Yatseniuk released a plan of action devised by the opposition. He said the opposition is calling on everyone to come to Shevchenko Park at noon on Dec. 1. Currently, people are gathering on St. Michael’s Square, however. The next day, on Dec. 2, the opposition in parliament will hear a report of Interior Minister Vitaliy Zakharchenko and demand his resignation.
At the same time, it will form a general headquarters for a national strike and will conduct additional preparation to ensure that Dec. 15 by-elections to parliament in five constituencies are conducted fairly.
In the meantime, Yuriy Lutsenko, a former interior minister, says he knows who is guilty of violence against protesters on Maidan Nezalezhnosti.
But the opposition’s plan is already being criticized for lack of logic and coherence.
“This watery (plan) is made out of 10 points – walk around squares, go to a council in parliament, demand the minister’s report, conduct an election on Dec. 15 and then wait for another one in 2015,” says Ivanna Kobernik, a journalist and activist.
Even ex-Regions Party member Inna Bohoslovska “has a better plan: create a new majority in parliament and persuade the Regions members who do not want to flee this country with their families,” Kobernik said. Bohoslovska, one of the key spokespeople for the Party of Regions, quit her faction and party in protest against police violence and posted her own suggestions for a plan in her blog.
While some protesters tried to figure out a plan, Lutsenko says he learned who is guilty of giving unlawful orders to the police to attack peaceful demonstrators. He accused Kyiv police chief Valeriy Koryak and head of Berkut in Kyiv, a Colonel Kosiuk. Koryak acknowledged at a briefing that police used excessive force, and said he was ready to resign if the interior minister or the general prosecutor decide he was responsible.
He also said a probe was started following police violence. Lutsenko, however, said there was more than one attack at night, and those two gave orders for the primary one that got little coverage.
“But it was the first attack that was done by the Kyiv Berkut (special riot police) that happened around midnight or 1am, but it was rather calm. My glasses were broken, and my son was hurt a little. But for the second attack at 4 a.m. Berkut was from Dnipropetrovsk and Luhansk. Dnipropetrovsk Berkut was always been formed with anti-riot action in mind. They are absolutely brainless, to be honest. And yesterday they got an order to do whatever they wanted. I can’t tell now who gave that order (for second attack),”Lutsenko said.
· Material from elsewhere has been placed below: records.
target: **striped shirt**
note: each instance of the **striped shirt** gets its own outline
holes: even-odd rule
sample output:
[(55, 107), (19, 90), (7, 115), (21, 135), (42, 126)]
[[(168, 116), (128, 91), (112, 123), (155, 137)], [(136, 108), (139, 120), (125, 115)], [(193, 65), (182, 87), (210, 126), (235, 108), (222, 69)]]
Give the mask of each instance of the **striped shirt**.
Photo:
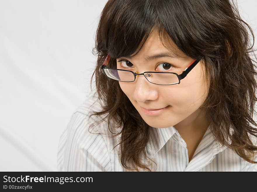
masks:
[[(95, 98), (90, 96), (77, 108), (61, 136), (57, 154), (58, 170), (129, 171), (119, 162), (119, 145), (113, 149), (119, 142), (119, 136), (108, 137), (112, 134), (107, 122), (96, 127), (98, 133), (88, 131), (89, 125), (99, 120), (96, 116), (88, 117), (89, 109), (98, 111), (101, 109), (99, 103), (92, 105)], [(146, 147), (157, 165), (152, 163), (149, 166), (152, 171), (257, 171), (257, 164), (246, 161), (228, 147), (220, 147), (209, 128), (189, 163), (186, 144), (173, 126), (150, 129), (151, 137)], [(152, 162), (142, 157), (145, 163)]]

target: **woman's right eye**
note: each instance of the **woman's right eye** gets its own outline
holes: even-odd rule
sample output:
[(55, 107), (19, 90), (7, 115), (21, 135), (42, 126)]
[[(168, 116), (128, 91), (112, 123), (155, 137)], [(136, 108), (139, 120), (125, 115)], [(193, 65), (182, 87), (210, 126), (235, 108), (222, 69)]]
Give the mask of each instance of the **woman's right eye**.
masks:
[(124, 68), (127, 68), (128, 67), (131, 67), (133, 66), (133, 64), (131, 63), (131, 62), (125, 59), (121, 59), (118, 61), (117, 62), (121, 62), (121, 65), (122, 67)]

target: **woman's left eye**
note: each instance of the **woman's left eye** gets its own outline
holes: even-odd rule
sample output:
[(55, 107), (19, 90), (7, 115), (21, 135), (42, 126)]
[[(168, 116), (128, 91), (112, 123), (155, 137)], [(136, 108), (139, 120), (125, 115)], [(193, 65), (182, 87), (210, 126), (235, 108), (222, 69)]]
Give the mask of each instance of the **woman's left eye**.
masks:
[[(163, 71), (162, 69), (164, 69), (165, 70), (168, 71), (170, 70), (173, 66), (171, 64), (167, 63), (161, 63), (158, 65), (158, 67), (159, 66), (160, 71)], [(158, 67), (157, 67), (158, 68)]]

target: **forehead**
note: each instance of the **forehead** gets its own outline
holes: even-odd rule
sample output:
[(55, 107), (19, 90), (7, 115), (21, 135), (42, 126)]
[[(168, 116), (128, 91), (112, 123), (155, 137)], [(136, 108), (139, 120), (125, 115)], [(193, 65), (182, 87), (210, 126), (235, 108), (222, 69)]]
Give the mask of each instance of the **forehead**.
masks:
[[(170, 52), (171, 55), (174, 56), (178, 55), (183, 57), (184, 54), (179, 50), (169, 36), (164, 33), (162, 34), (164, 35), (160, 36), (157, 30), (152, 30), (137, 54), (141, 56), (165, 52)], [(141, 45), (140, 45), (139, 47)]]

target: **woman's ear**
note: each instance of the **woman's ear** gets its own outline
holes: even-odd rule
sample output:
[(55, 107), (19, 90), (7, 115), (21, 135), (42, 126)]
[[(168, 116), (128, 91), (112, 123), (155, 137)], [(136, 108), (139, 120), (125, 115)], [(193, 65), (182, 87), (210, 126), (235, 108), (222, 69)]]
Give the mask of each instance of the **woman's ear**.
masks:
[(227, 50), (228, 51), (227, 52), (228, 54), (228, 57), (227, 57), (226, 56), (226, 59), (228, 60), (231, 58), (232, 56), (232, 49), (231, 48), (231, 46), (230, 45), (230, 43), (229, 43), (229, 42), (227, 39), (225, 40), (225, 44), (227, 47)]

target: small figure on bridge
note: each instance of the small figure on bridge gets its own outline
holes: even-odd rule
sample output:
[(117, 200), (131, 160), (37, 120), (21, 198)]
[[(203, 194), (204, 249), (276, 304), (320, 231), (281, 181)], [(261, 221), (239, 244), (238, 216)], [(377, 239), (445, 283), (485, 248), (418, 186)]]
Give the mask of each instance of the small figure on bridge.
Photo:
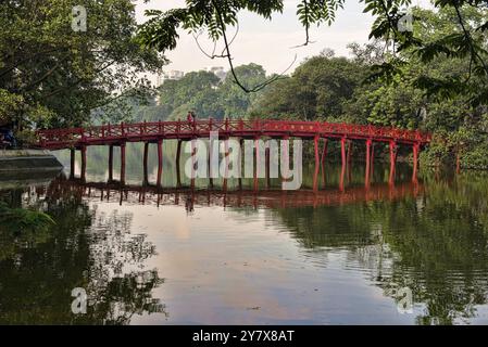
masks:
[(192, 112), (192, 111), (188, 112), (187, 120), (188, 120), (188, 123), (193, 123), (195, 120), (197, 120), (197, 116), (195, 115), (195, 112)]

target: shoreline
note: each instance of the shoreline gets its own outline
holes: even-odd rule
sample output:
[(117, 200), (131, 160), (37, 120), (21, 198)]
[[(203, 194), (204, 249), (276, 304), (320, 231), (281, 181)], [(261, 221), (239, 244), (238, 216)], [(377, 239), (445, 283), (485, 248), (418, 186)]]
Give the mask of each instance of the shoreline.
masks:
[(61, 171), (63, 165), (47, 150), (0, 150), (0, 174)]

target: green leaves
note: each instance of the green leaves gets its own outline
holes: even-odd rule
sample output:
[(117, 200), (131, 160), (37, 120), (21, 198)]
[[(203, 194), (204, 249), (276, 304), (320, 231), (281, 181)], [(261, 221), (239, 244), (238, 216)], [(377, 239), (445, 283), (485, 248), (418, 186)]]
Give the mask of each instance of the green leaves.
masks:
[[(87, 10), (86, 31), (71, 27), (74, 5)], [(0, 29), (0, 119), (18, 127), (90, 123), (112, 99), (148, 92), (142, 73), (165, 63), (135, 40), (130, 0), (1, 1)]]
He said that the only way to go now for the protesters was continue to strike. “The only way now is for nation to go on strike, to block the whole of Kyiv. Of course we don’t have a legal way for (President Viktor) Yanukovych to go, no law about impeachment. There is no legal way, but there must be a political decision,” he said.
Lutsenko believes that if the crowd continues to block Kyiv for a week, there will be a political decision to adopt an impeachment law in parliament with the help of the Party of Regions, which is in disarray.